The Council President chairs the Council Executive Board and Committee who are the policy-making bodies of the council. The Council Executive Board is made up of various committees. These committees look after things such as Boy Scout program, Risk Management, and Advancement. They are also responsible for the stewardship of the council’s finances and properties.
The Council Commissioner oversees the Council Commissioner Staff. The Commissioner staff is the unit service and support arm of the council. The Council Commissioner works with the District Commissioners to support the District Commissioner’s Staffs efforts in supporting and maintaining the quality and support of unit level program.
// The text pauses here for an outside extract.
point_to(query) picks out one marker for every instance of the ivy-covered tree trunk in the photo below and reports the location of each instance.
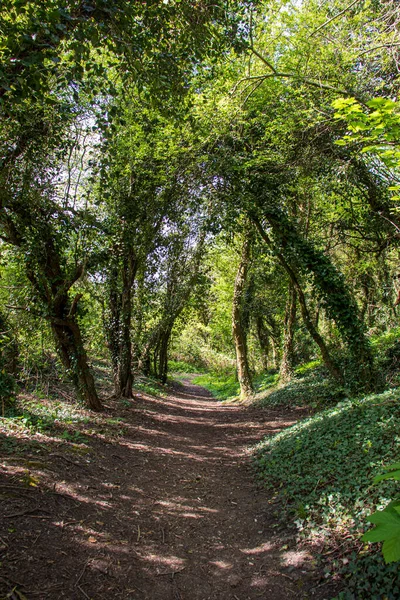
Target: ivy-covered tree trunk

The Scout Executive, besides his roll in supporting the council volunteers, oversees the council paid staff. There are 2 types of paid personnel employed by the local council: the Support Staff and the Commissioned Professional Staff.
The Support Staff are the administrative assistants, registrar, receptionist, bookkeeper, and scout shop staff. They are hourly employees who take care of the day-to-day operation and data entry of the council.
The Commissioned Professional Staff are trained and granted a Commission by the National Council to be administrators in the Boy Scouts of America. They have a minimum of a Bachelors Degree and are salaried exempt employees. The Scout Executive it the top Commissioned Professional on a council staff. There are support professionals who are in charge of various functions of the council such as a council Finance Director or Program Director. There is also the Council Field Staff who look after the unit service and field operations of the council. A Field Director or Assistant Scout Executive usually heads up a Field Staff. They are tenured professionals that supervise the District Professional Staff.
In much the same way that the National Council is broken up into Regions a Local Council is broken down into administrative areas called Districts. Typically a district has one professional scouter called a District Executive. Larger Districts may have two or more professionals with a more tenured professional serving as a District Director who supervises the District Executive(s). They are the administrators of the district.
The District Professional(s) work with the top volunteer leadership of the district the District Chairman and the District Commissioner. This group works with the district volunteer structure to provide the scouting program.
The District Chairman is the chair of the district committee and a member of the Council Executive Board. The district committee is broken down into sub-committees that look after the operations of the district such as fundraising, membership support, training, and activities to name a few. Members of these district committees serve on their counterpart committees of the council as representatives of the district. There is always a need for good district volunteers to fill these committees to provide support to the units in the district.
The District Commissioner supervises the District Commissioner Staff, which is made up of Assistant District Commissioners and Unit Commissioners. An assistant District Commissioner supervises a group of Unit Commissioners in their area. The unit Commissioner is a very important unit support person and provides a link for the units they serve to the district. They are friends and advisors for unit leadership such as Scoutmasters and Venturing Advisors. The unit Commissioner works with the Chartered Organization Representative to ensure the quality of the program that the scouts in their program deserve.